Discovery and Characterization of an Aberrant Small Form of Glycoprotein I of Herpes Simplex Virus Type I in Cell Culture

The 380-to-393-amino-acid glycoprotein I (gl) encoded by herpes simplex virus 1 (HSV-1) is a critical mediator for viral cell-to-cell spread and syncytium formation. Here we report a previously unrecognized aberrant form of gl in HSV-1infected cells. Production of this molecule is independent of cell type and viral strains. It had an unexpected gel migration size of approximately 23 kDa, was packaged into viral particles, and could be coimmunoprecipitated by antibodies to both N and C termini of gl. Deep sequencing failed to detect alternative RNA splicing, and the in vitro transcribed full-length mRNA gave rise to the 23 kDa protein in transfected cells. Combined mass spectrometry and antibody probing analyses detected peptide information across different regions of gl, suggesting the possibility of a full-length gl but with abnormal migration behavior.
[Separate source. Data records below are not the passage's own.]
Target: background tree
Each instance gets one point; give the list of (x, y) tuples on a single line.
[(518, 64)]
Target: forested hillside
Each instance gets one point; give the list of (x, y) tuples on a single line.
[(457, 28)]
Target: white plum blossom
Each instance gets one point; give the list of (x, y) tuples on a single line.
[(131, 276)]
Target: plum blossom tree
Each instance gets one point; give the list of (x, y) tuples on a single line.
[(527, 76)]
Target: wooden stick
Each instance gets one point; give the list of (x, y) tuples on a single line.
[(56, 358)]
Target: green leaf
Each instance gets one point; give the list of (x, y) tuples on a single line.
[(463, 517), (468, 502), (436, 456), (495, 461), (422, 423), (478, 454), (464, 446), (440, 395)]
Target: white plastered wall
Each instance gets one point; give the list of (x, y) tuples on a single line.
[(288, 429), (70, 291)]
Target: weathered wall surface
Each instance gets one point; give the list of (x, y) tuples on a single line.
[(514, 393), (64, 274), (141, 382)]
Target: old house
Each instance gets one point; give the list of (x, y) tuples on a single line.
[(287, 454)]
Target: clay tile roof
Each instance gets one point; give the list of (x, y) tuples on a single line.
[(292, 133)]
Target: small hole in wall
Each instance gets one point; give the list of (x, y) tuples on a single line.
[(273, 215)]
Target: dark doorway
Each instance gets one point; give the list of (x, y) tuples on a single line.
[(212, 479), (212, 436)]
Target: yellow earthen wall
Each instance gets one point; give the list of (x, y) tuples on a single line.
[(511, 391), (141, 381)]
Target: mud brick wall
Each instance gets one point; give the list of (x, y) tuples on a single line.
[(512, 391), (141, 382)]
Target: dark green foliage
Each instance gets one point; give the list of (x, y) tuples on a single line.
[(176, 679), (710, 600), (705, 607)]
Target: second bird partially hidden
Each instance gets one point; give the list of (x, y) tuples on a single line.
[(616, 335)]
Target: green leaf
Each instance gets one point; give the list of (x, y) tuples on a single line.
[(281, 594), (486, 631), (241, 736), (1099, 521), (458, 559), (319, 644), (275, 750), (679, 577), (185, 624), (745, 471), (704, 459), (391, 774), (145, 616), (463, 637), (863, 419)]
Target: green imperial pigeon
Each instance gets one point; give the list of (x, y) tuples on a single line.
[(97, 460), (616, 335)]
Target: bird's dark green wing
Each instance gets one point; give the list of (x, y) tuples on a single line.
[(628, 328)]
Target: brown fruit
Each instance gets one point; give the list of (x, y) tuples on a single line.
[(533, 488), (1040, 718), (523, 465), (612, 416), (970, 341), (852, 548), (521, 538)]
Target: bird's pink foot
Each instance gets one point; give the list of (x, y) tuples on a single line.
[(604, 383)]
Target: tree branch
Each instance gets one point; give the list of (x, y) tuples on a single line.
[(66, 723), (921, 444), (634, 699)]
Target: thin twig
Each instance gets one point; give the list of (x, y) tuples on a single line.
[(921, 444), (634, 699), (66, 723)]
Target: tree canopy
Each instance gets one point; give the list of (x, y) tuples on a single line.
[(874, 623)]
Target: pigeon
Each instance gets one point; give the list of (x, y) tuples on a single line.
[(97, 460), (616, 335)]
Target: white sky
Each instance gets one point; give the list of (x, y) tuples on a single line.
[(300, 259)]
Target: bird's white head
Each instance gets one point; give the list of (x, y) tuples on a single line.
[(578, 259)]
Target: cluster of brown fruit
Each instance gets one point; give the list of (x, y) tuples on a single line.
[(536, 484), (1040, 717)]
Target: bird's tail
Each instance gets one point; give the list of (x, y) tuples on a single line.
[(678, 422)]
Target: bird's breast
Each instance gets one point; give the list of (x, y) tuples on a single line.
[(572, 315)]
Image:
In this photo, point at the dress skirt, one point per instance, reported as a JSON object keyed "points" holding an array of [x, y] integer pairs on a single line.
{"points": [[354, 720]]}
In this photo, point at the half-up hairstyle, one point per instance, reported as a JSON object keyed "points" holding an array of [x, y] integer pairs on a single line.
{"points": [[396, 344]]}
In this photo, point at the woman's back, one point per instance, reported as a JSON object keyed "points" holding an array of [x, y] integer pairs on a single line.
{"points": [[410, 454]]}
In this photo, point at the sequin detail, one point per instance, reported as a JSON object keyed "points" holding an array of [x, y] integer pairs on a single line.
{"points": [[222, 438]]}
In line with this notion, the HA insertion mutagenesis revealed a stable fold in the gl extracellular region aa.38-196 resistant to denaturing conditions, whereas small deletions within this region failed the antibodies to detect the fast, but not the slow-moving species of gl. It is also intriguing that the structure could be perturbed to some extent by a gBsyn mutation, leading to exposure or shielding of the gl epitopes. Thus, the HSV-1 gl apparently adopts a very stable fold in its natural form, rendering it an unusual biophysical property. Our findings provide novel insight into the biological properties of HSV gl and have important implications in understanding the viral spread and pathogenesis. IMPORTANCE The HSV-1 gl is required for viral cell-to-cell spread within the host, but its behavior during infection has remained poorly defined. Along with the classic 66 kDa product, here we report a previously unrecognized, approximately 23 kDa form of gl. Biochemical and genetics analyses revealed that this molecule represents the full-length form of 91 but adopts a stable fold in its extracellular domain that is resistant to denatured conditions, thus contributing to the aberrant migration rate. Our results revealed a novel property of HSV-1 gl and have important implications in understanding viral pathogenesis.